4The Tragical Comedy or Comical Tragedy of Mr Punch (1994) raffine encore les méthodes de travail collaboratif de Gaiman et McKean en se situant au confluent des thématiques des deux premières bandes dessinées. Gaiman y retrouve sa persona d’auteur racontant ses souvenirs d’enfance, cette fois-ci pour conter les affaires douteuses d’un oncle qui est une sorte de forain de pacotille, en jouant beaucoup sur le point de vue naïf et mal informé de la persona enfantine, un peu à la manière d’Henry James dans What Maisie Knew (1897). On trouve à profusion des dessins très stylisés, rappelant eux-mêmes des dessins enfantins, et ils sont, encore une fois, mêlés à toutes sortes de collages photographiques ou utilisant le lettrage comme décor, ou comme fond de l’image. La principale différence avec Violent Cases et Signal to Noise est la prédominance de couleurs chaudes, qui donne un aspect plus ambigu, moins unilatéralement lugubre, à ces souvenirs, et participe à l’ambiance quelque peu nostalgique qui caractérise cette œuvre. Ainsi, les vieilles photographies insérées dans les vignettes pour figurer certains souvenirs et pensées, sont le plus souvent sépia, au lieu d’être en noir et blanc8. Les peurs enfantines y sont néanmoins décrites, que ce soit la peur des adultes tout-puissants (traduite visuellement par certains collages photographiques déformants de personnages adultes) ou la peur superstitieuse issue de l’imagination débordante de l’enfant : tout au long de l’ouvrage, il imagine, en effet, que les personnages du spectacle de marionnettes Punch & Judy prennent vie et viennent le hanter dans ses cauchemars. Une apparence terrifiante est conférée à la marionnette de Punch, du fait qu’elle n’est jamais dessinée, mais toujours photographiée : cela lui procure une substance, une matérialité que les humains dessinés n’ont pas, et accentue paradoxalement son aspect étrange et grotesque9.
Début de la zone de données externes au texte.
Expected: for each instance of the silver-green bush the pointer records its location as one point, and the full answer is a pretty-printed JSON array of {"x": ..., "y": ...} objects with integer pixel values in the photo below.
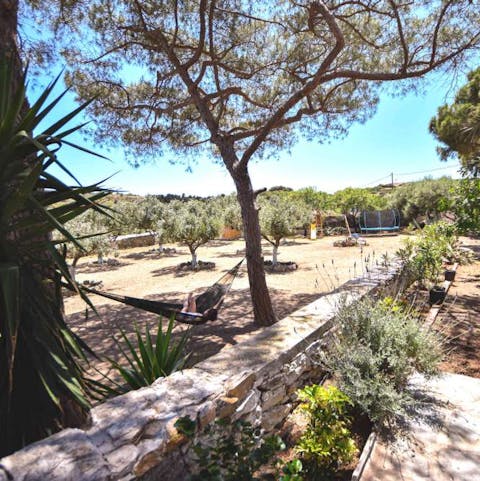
[{"x": 377, "y": 346}]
5L’un des moments les plus intenses du récit est d’ailleurs un cauchemar de l’enfant. Sa peur est traduite par l’expression de son visage (pour une fois, il n’est pas dessiné mais photographié), tandis que l’aspect cauchemardesque du décor de son rêve s’incarne dans les couleurs crues (rouge sang, jaune maladif, gris noirâtre de suie) et dans les proportions complètement bouleversées10.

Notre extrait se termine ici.